Our histological analysis in support of these mechanistic insights demonstrated that the combination regimen induces greater increases in the extent and thickness of interstitial fibers throughout the whole dermis, as compared with NAF alone. The expression levels of both collagen fibers were also significantly higher on the combination side. The greater expression of TGF-β1 would be responsible for the accumulation and thickening of interstitial fibers in the dermis. TGF-β1 plays important roles in optimal wound healing during the early phase of laser or RF treatment, leading to the stimulation of fibroblasts in a dose-dependent manner (24, 25). These findings strongly suggest that the superior reproduction of dermal fibers at a histological level would explain the clinical benefits of the combination regimen.
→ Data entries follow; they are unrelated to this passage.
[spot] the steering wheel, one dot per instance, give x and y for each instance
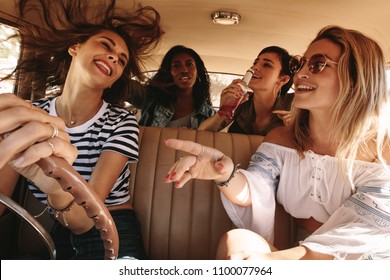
(73, 183)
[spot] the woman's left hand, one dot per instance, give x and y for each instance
(28, 134)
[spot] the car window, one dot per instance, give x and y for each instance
(9, 54)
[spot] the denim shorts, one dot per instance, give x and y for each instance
(89, 246)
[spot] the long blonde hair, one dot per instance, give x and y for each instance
(361, 110)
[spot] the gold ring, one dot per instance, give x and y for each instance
(201, 152)
(55, 130)
(51, 146)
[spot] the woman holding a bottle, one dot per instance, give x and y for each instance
(266, 106)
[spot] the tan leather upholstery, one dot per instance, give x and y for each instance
(187, 223)
(177, 223)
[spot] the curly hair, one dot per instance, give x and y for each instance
(163, 87)
(65, 23)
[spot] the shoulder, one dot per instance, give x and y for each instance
(43, 103)
(280, 135)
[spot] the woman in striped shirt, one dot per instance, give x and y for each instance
(92, 64)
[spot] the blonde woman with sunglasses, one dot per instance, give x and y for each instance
(329, 169)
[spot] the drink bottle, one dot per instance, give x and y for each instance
(227, 110)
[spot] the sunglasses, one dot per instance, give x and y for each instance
(316, 63)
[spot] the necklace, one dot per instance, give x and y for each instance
(72, 121)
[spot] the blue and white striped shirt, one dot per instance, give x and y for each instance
(112, 129)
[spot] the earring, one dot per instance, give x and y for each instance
(280, 93)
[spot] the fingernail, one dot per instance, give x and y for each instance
(18, 162)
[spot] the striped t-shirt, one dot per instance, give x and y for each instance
(112, 129)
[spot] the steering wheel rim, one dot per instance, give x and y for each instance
(26, 216)
(72, 182)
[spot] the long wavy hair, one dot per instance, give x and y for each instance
(361, 111)
(65, 23)
(163, 87)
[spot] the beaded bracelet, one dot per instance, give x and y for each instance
(62, 211)
(226, 183)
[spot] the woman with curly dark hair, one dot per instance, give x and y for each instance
(178, 95)
(89, 51)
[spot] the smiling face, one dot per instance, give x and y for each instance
(183, 71)
(318, 91)
(267, 67)
(101, 59)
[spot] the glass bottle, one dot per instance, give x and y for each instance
(227, 110)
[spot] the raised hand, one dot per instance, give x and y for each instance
(201, 163)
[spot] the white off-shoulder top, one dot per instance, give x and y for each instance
(355, 209)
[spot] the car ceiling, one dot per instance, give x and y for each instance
(291, 24)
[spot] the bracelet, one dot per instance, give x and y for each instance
(62, 211)
(226, 183)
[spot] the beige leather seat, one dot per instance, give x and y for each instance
(187, 223)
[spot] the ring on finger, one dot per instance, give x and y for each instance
(201, 152)
(51, 146)
(55, 130)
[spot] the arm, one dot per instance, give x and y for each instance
(27, 136)
(8, 180)
(106, 172)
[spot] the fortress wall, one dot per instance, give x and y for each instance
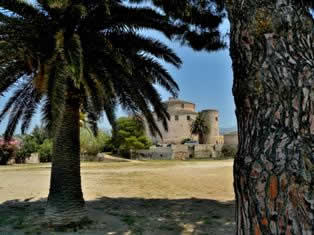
(160, 153)
(231, 139)
(203, 151)
(177, 129)
(181, 152)
(211, 118)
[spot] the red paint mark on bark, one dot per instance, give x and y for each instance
(273, 187)
(288, 231)
(257, 230)
(283, 182)
(264, 221)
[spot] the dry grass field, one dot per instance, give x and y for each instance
(148, 197)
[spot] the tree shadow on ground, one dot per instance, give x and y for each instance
(126, 216)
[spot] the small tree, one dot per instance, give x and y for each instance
(199, 127)
(91, 144)
(130, 134)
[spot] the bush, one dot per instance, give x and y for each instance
(130, 135)
(91, 145)
(45, 151)
(28, 147)
(229, 151)
(185, 140)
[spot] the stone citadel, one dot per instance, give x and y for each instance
(182, 114)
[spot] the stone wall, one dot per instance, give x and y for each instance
(231, 139)
(159, 153)
(181, 152)
(204, 151)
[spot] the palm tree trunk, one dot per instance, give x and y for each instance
(65, 201)
(272, 49)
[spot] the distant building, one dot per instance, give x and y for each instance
(231, 139)
(182, 114)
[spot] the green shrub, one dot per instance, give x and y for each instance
(229, 151)
(91, 145)
(28, 147)
(185, 140)
(130, 135)
(45, 151)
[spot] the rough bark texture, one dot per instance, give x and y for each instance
(65, 201)
(272, 51)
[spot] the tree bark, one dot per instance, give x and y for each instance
(65, 201)
(272, 50)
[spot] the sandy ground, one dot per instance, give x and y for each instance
(153, 197)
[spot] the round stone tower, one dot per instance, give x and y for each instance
(211, 118)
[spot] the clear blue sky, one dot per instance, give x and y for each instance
(204, 79)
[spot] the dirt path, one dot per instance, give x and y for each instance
(160, 197)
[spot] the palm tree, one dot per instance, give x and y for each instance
(81, 55)
(199, 127)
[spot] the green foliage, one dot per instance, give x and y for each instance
(29, 146)
(229, 151)
(130, 134)
(95, 47)
(185, 140)
(92, 145)
(40, 134)
(45, 151)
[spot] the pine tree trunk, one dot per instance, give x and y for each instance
(272, 50)
(65, 201)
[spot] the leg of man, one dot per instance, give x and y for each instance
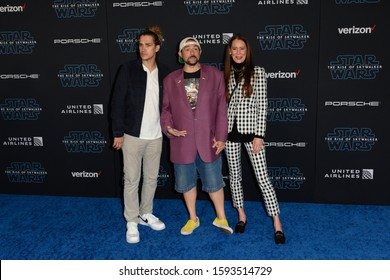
(151, 167)
(132, 160)
(190, 200)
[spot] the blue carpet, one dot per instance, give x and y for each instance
(82, 228)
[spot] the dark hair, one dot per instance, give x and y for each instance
(155, 32)
(247, 89)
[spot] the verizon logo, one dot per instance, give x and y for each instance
(282, 75)
(356, 30)
(86, 174)
(12, 9)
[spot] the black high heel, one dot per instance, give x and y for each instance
(240, 227)
(279, 237)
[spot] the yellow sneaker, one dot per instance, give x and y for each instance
(190, 226)
(223, 225)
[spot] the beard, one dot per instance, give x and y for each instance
(191, 62)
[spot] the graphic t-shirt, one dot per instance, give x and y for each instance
(191, 85)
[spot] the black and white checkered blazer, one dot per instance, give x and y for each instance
(249, 112)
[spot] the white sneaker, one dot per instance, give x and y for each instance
(151, 221)
(132, 234)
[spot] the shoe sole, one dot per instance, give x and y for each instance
(148, 225)
(132, 240)
(224, 229)
(189, 232)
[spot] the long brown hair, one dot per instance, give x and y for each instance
(248, 67)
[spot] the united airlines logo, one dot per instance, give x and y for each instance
(137, 4)
(84, 142)
(356, 30)
(283, 37)
(213, 38)
(127, 41)
(208, 7)
(35, 141)
(286, 178)
(283, 75)
(80, 75)
(285, 110)
(83, 109)
(13, 9)
(16, 42)
(163, 177)
(26, 172)
(20, 109)
(345, 139)
(354, 67)
(75, 8)
(342, 173)
(338, 2)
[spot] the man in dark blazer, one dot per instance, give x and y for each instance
(194, 117)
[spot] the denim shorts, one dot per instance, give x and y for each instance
(186, 175)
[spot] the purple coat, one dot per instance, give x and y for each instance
(208, 121)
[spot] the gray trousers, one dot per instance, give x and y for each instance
(140, 155)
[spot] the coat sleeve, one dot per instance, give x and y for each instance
(260, 90)
(118, 101)
(166, 113)
(221, 118)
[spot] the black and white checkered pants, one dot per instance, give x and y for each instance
(259, 164)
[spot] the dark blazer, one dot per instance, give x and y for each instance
(128, 100)
(209, 120)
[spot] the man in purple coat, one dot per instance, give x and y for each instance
(194, 117)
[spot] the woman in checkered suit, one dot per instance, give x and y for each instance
(246, 93)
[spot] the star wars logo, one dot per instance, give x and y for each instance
(285, 110)
(208, 7)
(80, 75)
(354, 67)
(26, 172)
(75, 8)
(16, 42)
(286, 178)
(283, 37)
(346, 139)
(128, 40)
(20, 109)
(84, 142)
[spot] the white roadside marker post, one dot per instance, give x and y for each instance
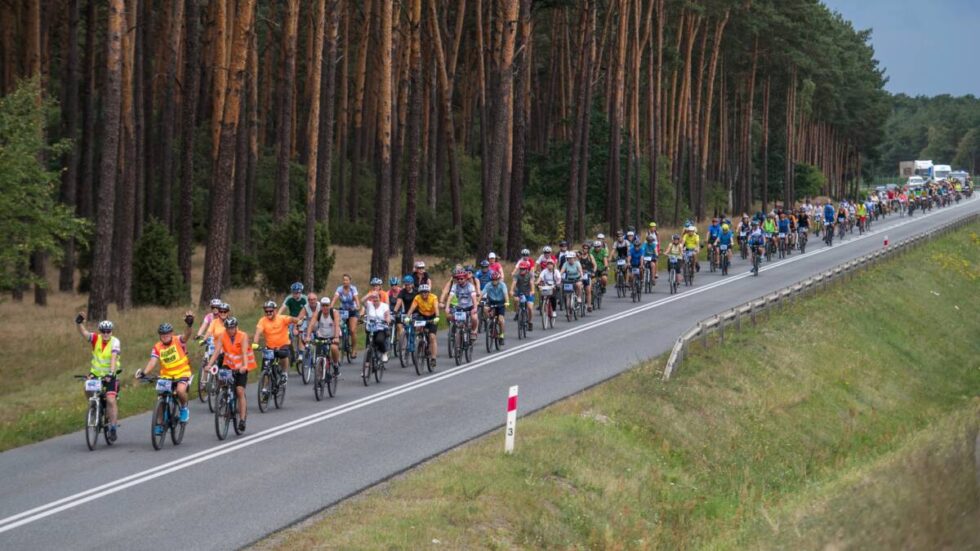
(511, 420)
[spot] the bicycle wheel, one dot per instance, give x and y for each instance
(279, 397)
(176, 426)
(264, 390)
(319, 378)
(222, 418)
(159, 413)
(202, 383)
(368, 362)
(92, 425)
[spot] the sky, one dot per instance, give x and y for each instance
(927, 47)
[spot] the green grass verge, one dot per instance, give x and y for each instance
(823, 403)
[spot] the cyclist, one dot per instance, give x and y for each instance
(350, 302)
(466, 299)
(725, 239)
(784, 230)
(483, 274)
(588, 270)
(426, 304)
(524, 286)
(757, 240)
(571, 272)
(636, 259)
(377, 319)
(601, 258)
(274, 328)
(420, 276)
(105, 362)
(550, 278)
(496, 293)
(325, 327)
(692, 244)
(674, 252)
(234, 352)
(714, 230)
(171, 355)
There were some limitations in this study. First, all enrolled patients had a similar ethnic background. Second, additional studies would be needed to determine the most efficacious treatment parameters including energy level, depth of needling, the number of passes or treatment sessions, and interval between treatments. Finally, this study did not measure the efficacy of FMR alone for acne scars. However, a previous study reported that NAF is more effective for acne scars than FMR (15). Because our present study showed that the combination of NAF and FMR is superior to NAF alone, we can speculate that the combined treatment would also be more effective than FMR alone.
In conclusion, combined use of NAF and FMR demonstrated definitive synergistic effects compared with NAF for acne scars, with reasonable safety profiles. Therefore, a few sessions of this combination regimen could be a viable option with satisfactory efficacy, especially for Asian patients more frequently concerned with posttreatment side effects or downtime.
The authors declare no conflicts of interest.